L'un de nous deux - MANDEL/BLUM
Ce spectacle n'est plus à l’affiche
Juin 1944, une prison en Allemagne. Derrière les barreaux, deux hommes côte à côte, et face à face : Léon Blum, fidèle de Jaurès et chef du Front populaire et Georges Mandel, collaborateur de Clemenceau. La mort immédiate s'annonce, pour l'un d'entre eux… L'intensité de leur dialogue se nourrit de cette angoisse, de leurs mémoires contrastées, de leurs tempéraments opposés, de leurs pudeurs bousculées, de leurs connivences révélées. Ils nous parlent de la République, au cœur de ses contradictions et au plus haut de sa dignité.
Lequel survira ?
"Un texte superbe. Bouleversant" - Le Journal du Dimanche
"Confrontation d'une grande intensité. Dialogue de haute tenue" - L'Histoire
"Instructif et bouleversant" - Le Figaroscope
Distribution : Christophe BARBIER, Emmanuel DECHARTRE, Simon WILLAME
Mise en scène : Jean-Claude IDÉE
Costumes : Sonia BOSC
Lumière : Jean-Claude IDÉE
Son et vidéo : Olivier-Louis CAMILLE
Décor : Jean-Claude IDÉE
Durée
1h20
Première et dernière
Du 07/07/21 au 31/07/21
Infos et réservations
Ce spectacle n'est plus à l’affiche
Écrit par Jean-Noël Jeanneney, ce dialogue entre Léon Blum et Georges Mandel, emprisonnés dans une maison jouxtant le camp de Buchenwald au printemps 1943, est lumineusement incarné par Christophe Barbier et Emmanuel Dechartre. Intense dialogue entre deux hommes, que domine leur admiration pour deux personnages-cultes : Jaurès et Clemenceau.

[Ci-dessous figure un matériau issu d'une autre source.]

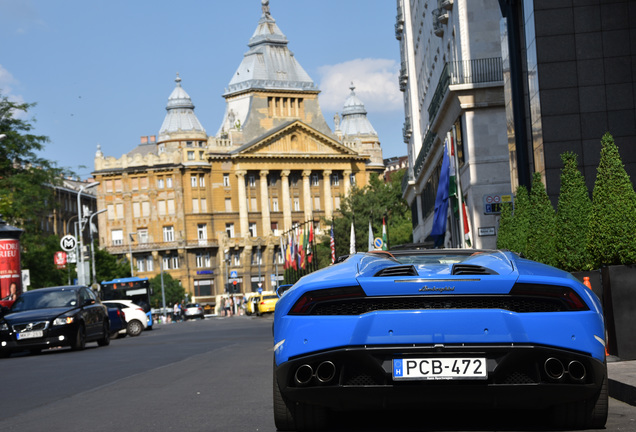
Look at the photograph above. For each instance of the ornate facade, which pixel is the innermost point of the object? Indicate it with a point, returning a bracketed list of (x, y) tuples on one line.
[(210, 210)]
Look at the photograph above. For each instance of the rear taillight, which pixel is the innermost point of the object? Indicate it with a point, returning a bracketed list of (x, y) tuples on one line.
[(566, 295), (311, 298)]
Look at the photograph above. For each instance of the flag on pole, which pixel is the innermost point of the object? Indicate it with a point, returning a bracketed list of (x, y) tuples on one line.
[(441, 200), (332, 245), (282, 252), (310, 240), (385, 246), (352, 241)]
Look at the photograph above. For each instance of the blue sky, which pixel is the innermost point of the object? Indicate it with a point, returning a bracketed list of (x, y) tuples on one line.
[(101, 71)]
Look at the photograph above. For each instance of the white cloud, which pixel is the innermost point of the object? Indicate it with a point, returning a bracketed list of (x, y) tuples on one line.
[(375, 81)]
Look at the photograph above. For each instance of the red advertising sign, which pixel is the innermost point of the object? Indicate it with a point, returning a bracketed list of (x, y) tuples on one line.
[(60, 259), (10, 272)]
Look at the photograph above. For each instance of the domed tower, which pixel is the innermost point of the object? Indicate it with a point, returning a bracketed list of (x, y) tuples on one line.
[(269, 89), (355, 126), (180, 122)]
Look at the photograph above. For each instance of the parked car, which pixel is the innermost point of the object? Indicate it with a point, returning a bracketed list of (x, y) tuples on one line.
[(193, 310), (266, 304), (439, 328), (136, 318), (117, 322), (52, 317)]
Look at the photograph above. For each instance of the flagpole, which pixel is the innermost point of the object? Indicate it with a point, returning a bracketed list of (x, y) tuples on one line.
[(460, 195)]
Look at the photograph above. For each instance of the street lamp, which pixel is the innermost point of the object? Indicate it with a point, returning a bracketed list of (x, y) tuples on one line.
[(130, 249), (90, 229), (81, 275)]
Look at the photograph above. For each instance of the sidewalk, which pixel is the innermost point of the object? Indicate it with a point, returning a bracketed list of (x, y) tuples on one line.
[(622, 380)]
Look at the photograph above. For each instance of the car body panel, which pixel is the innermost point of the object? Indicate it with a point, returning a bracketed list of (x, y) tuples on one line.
[(83, 309), (360, 315)]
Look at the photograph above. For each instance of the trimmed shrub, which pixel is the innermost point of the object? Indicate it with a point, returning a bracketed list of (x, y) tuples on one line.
[(573, 218), (612, 228)]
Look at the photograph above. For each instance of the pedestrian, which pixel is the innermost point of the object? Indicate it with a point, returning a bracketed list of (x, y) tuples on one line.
[(175, 312)]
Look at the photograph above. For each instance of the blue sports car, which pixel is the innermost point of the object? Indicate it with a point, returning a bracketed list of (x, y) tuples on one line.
[(450, 327)]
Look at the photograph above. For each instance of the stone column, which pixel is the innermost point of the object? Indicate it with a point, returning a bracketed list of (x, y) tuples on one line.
[(267, 224), (240, 176), (347, 180), (307, 194), (284, 176), (327, 198)]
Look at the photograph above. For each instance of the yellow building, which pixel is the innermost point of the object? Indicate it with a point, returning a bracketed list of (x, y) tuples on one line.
[(209, 209)]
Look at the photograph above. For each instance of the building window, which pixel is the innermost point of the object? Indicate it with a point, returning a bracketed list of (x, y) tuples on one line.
[(202, 231), (142, 235), (203, 260), (117, 237), (168, 234)]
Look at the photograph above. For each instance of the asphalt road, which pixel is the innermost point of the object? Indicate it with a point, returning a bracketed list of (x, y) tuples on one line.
[(212, 375)]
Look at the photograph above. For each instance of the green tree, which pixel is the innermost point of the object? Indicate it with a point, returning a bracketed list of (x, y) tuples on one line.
[(172, 287), (573, 217), (542, 227), (514, 224), (26, 197), (109, 267), (612, 229)]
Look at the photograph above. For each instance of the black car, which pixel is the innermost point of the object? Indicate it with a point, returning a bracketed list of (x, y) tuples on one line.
[(53, 317)]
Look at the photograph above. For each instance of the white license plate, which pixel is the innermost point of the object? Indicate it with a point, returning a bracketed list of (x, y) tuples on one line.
[(30, 335), (439, 368)]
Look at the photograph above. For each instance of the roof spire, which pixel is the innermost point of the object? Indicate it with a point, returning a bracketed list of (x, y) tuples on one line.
[(265, 6)]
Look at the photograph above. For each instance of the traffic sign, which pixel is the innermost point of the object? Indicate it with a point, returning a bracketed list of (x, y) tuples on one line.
[(68, 243)]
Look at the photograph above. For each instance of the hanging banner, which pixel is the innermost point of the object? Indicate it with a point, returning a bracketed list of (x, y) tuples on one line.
[(10, 272)]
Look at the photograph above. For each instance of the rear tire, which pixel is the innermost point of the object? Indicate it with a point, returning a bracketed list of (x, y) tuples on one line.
[(105, 340), (135, 327), (80, 339)]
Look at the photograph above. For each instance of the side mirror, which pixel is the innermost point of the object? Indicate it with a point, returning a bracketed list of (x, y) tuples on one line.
[(282, 289)]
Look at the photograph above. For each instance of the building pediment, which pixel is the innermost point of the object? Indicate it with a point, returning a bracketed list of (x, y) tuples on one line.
[(296, 139)]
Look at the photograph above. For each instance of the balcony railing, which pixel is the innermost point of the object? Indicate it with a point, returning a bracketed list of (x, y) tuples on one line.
[(476, 71), (429, 139)]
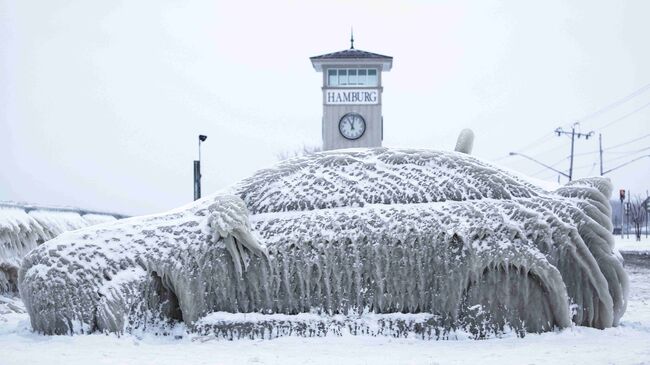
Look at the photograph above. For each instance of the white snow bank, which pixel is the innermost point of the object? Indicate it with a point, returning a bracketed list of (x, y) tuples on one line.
[(22, 230)]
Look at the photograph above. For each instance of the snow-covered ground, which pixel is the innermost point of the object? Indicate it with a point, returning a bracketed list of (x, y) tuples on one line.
[(627, 344)]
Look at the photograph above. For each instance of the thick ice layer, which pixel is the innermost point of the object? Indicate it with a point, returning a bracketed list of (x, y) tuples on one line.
[(344, 232), (21, 231)]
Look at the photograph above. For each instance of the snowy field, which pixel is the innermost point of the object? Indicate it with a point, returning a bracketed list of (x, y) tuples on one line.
[(627, 344)]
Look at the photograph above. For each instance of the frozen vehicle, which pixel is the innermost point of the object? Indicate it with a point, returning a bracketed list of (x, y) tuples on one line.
[(376, 241)]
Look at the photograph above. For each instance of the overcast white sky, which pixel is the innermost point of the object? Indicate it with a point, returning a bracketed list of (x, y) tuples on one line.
[(101, 102)]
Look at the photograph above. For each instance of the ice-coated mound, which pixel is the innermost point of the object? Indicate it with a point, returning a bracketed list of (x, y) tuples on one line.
[(422, 240), (22, 230)]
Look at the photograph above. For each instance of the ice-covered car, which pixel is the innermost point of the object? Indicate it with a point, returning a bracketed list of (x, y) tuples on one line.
[(376, 241)]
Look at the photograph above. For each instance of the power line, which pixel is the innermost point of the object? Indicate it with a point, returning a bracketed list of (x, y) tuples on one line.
[(536, 142), (625, 116), (628, 142), (552, 165), (623, 100)]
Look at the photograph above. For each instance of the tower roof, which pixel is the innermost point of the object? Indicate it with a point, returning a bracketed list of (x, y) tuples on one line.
[(352, 55)]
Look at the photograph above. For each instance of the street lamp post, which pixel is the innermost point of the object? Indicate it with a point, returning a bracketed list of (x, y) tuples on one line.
[(197, 170)]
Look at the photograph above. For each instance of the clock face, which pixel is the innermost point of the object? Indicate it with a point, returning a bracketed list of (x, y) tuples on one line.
[(352, 126)]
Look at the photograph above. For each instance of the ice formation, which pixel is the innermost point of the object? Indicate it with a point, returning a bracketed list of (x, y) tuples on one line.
[(422, 241), (22, 230)]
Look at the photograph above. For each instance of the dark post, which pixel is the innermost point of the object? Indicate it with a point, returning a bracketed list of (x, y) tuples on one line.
[(573, 137), (622, 196), (197, 170), (600, 145), (197, 180)]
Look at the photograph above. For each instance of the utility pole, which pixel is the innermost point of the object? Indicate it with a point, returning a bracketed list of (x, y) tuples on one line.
[(600, 148), (197, 170), (627, 213), (621, 194), (573, 135)]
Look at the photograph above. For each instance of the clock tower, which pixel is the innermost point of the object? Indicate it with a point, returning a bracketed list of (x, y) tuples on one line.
[(352, 97)]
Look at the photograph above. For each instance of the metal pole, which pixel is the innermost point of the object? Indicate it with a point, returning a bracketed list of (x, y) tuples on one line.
[(197, 180), (622, 216), (627, 213), (600, 144), (573, 135)]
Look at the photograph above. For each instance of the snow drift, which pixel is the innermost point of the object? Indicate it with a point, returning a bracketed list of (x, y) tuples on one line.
[(21, 230), (422, 241)]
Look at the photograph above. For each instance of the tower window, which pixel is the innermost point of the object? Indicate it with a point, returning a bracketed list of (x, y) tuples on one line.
[(352, 77), (332, 78)]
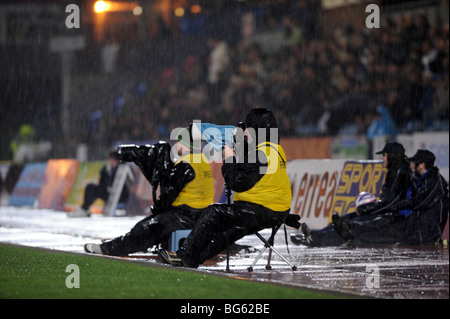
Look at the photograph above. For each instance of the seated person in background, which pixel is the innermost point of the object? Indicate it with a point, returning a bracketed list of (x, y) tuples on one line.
[(103, 189), (395, 186), (419, 219), (188, 188)]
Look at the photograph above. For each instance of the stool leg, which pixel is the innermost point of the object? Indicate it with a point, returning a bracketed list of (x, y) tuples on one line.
[(294, 268)]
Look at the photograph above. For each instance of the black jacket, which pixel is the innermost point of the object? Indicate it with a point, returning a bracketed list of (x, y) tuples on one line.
[(393, 190), (429, 203)]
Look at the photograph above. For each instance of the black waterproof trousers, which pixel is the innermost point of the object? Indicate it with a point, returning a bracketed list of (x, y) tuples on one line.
[(151, 231), (223, 224)]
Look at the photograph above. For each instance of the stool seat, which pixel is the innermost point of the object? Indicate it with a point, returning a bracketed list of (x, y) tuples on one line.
[(177, 238)]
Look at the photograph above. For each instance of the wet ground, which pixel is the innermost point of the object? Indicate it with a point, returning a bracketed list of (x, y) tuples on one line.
[(361, 272)]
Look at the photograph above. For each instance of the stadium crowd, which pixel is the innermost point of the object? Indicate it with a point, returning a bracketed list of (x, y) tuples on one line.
[(306, 81)]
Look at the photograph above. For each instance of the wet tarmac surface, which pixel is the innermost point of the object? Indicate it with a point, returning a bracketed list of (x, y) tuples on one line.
[(406, 273)]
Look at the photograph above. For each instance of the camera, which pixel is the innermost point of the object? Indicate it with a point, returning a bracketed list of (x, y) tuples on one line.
[(132, 152)]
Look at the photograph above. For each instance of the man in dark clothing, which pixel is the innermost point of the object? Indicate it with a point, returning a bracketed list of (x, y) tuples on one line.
[(186, 188), (416, 220), (262, 196), (103, 189)]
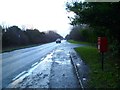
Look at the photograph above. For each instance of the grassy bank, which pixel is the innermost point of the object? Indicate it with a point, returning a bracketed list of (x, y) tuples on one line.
[(11, 48), (109, 78)]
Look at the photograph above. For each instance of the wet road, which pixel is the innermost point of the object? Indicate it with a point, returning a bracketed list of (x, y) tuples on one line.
[(15, 62)]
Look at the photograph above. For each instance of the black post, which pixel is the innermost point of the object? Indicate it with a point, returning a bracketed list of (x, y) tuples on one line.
[(102, 60)]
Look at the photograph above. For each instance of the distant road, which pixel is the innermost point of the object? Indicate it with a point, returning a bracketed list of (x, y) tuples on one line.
[(15, 62)]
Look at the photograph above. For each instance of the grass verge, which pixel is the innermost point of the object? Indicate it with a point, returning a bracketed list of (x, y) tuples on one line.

Convictions, passions, tempéraments s’opposent : Mandel, lucide sans concession, radical dans ses gestes et ses affirmations, Blum, humain et compréhensif, généreux et attachant.
On apprend soudain l’assassinat à Paris du Vichyste Philippe Henriot. Les deux prisonniers deviennent des otages. Qui sera sacrifié en représailles, Mandel ou Blum, Barbier ou Dechartre ? La joute politique se sublime en communion fraternelle.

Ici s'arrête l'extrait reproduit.